As many of you may know, I am currently a student at an academically oriented seminary (which is perhaps is why I was typecast into writing on the discipline of study), and here the question of what it looks like to love God with one’s mind becomes profoundly important.  My days are spent exegeting scripture, pouring over tomes of theology, and translating minor prophets – but is any of this worshipful?  Many times have I witnessed other students here use their academic prowess to shame the less knowledgeable, creating a social hierarchy where they can lord their intelligence over others…  Dare I say that I too have behaved in such a fashion?  Too often we trade knowing God for knowing about God – which I believe is ultimately the worship of ourselves rather than of our Lord.

So how can we study in such a way to glorify God rather than ourselves?  In searching for an answer to this problem I turned to one of the most troubling and liberating books of the Bible: Psalms.  When I do not know what to say to God I turn to the Psalms, for they tell me that I can worship the Lord in either singing praises or shouting complaints, resting in peace or fretting with anxiety – so too they offer a way to praise God in study without pride.  Psalm 119 is famous for being the longest chapter in the Bible; however, its length also results in its seldom being read and even less frequently taught.

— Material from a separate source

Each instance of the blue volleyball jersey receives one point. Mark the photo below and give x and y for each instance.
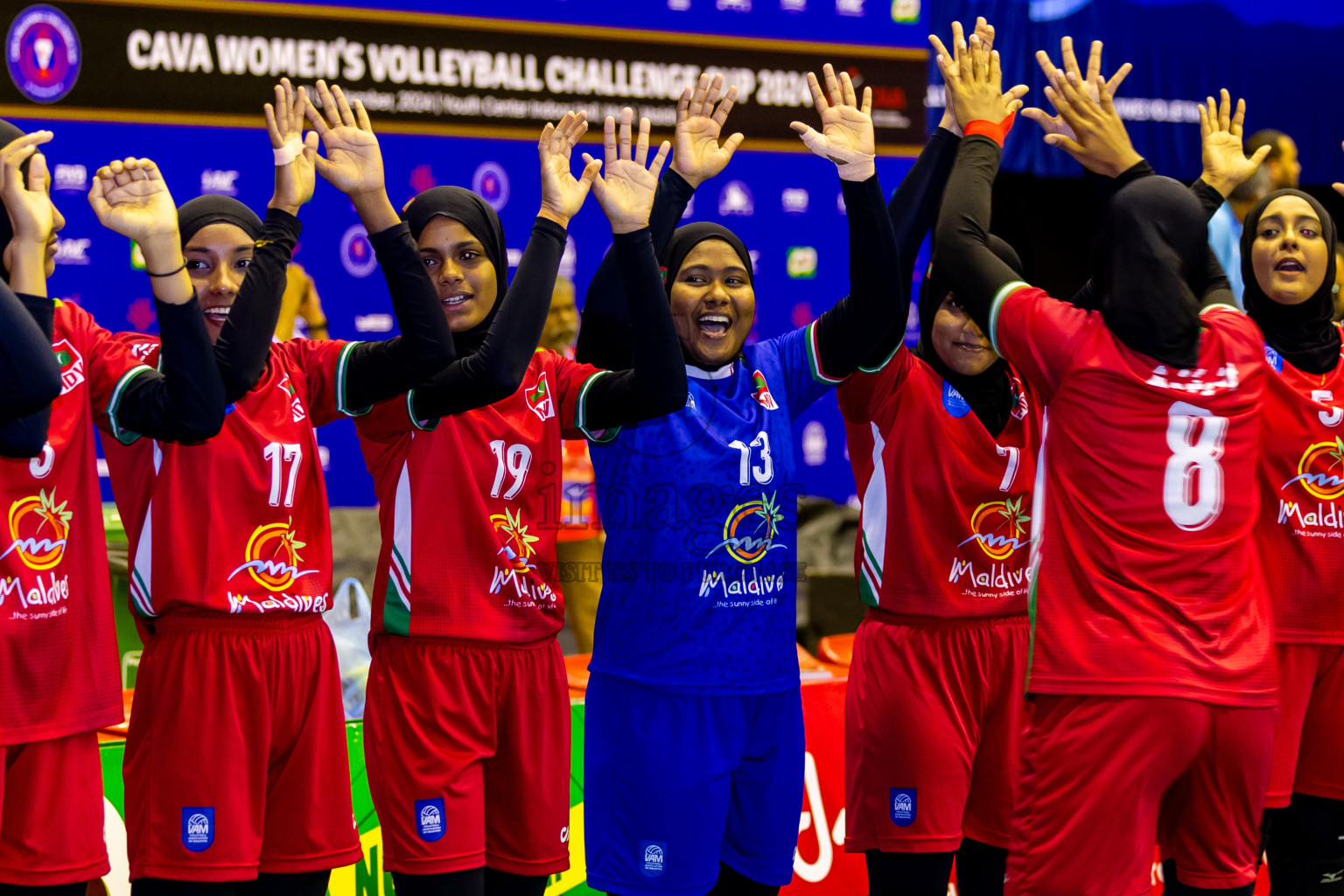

The 119th Psalm is a love song to God’s law.  The psalmist repeatedly avows that she or he will meditate upon the statutes of the Lord; however, we can see that this is not a single-sided endeavor, for the psalmist twice as often implores God to teach God’s law.  This is a relationship of instruction and response where that which is taught is internalized and then lived out.  The psalmist’s study does not end in the self, but rather flows outward in all her or his actions.  Most importantly, the psalmist takes these statutes to be examples of God’s love, and in turn the psalmist too responds in kind: “Oh how I love your law!  It is my meditation all the day,” “Therefore I love your commandments above gold, above fine gold,” “Consider how I love your precepts!  Give me life according to your steadfast love” (Psalm 119:97, 127, 159).  As Saint Paul tells us, “[If I] understand all mysteries and all knowledge […] but have not love, I am nothing” (1 Corinthians 13:2), and so too our psalmist does not rest in knowing God’s law, but rather in the reciprocal relationship of love it has bred between the two of them.

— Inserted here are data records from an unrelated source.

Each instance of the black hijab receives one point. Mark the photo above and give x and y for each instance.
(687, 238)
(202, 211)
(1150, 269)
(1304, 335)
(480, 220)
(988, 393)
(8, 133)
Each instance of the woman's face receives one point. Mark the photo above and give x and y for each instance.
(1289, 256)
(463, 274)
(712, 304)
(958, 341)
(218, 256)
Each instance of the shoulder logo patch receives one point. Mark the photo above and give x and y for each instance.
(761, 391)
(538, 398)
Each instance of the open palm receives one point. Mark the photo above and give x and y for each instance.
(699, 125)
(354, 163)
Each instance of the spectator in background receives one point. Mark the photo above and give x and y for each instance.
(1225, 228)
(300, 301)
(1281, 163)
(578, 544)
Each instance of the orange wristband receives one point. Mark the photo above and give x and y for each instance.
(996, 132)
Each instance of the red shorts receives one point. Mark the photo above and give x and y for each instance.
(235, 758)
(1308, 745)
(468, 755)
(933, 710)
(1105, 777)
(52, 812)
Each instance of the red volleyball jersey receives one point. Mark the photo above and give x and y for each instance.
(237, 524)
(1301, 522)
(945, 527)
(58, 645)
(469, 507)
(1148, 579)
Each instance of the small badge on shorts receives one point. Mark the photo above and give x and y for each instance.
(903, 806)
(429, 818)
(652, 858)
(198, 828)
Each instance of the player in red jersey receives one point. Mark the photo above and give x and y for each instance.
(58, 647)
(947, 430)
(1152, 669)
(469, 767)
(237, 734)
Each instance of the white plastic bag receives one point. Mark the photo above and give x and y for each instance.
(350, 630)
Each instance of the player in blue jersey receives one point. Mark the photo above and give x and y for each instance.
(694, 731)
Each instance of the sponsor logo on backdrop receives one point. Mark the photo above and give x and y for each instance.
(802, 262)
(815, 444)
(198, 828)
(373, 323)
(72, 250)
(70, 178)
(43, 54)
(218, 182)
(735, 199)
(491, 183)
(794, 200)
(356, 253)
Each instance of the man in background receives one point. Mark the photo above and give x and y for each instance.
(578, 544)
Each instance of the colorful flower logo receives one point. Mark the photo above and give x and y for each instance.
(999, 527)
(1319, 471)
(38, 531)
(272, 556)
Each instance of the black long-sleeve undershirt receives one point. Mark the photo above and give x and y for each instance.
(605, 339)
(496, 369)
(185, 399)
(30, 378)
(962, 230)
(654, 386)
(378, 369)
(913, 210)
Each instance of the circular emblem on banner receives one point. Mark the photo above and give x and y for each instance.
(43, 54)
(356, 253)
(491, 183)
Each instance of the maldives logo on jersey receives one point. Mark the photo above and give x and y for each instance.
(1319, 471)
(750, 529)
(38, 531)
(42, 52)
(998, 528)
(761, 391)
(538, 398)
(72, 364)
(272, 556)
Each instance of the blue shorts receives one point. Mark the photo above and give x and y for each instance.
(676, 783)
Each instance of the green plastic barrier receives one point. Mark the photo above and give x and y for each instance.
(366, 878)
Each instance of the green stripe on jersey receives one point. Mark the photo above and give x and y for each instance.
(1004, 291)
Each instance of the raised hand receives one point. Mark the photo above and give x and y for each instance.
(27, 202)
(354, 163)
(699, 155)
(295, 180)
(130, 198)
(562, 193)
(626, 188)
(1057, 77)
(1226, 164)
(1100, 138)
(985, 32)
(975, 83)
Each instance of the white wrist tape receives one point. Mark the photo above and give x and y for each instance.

Study is pregnant with hope and freedom; however, it can also be corrupted into a way of binding others, and thus ourselves.  We must remember that study (like all disciplines) is oriented towards relationship with God, and if it is not being practiced to that end, then it is cancerous and must be cured.  There is no lasting profit is gaining knowledge of God for knowledge’s sake; knowledge will not save.  In relationship with God there is love, and in that love we are set free.

And so walk in love with God, growing continually in relationship with one another through the study of God’s true Scripture given to us.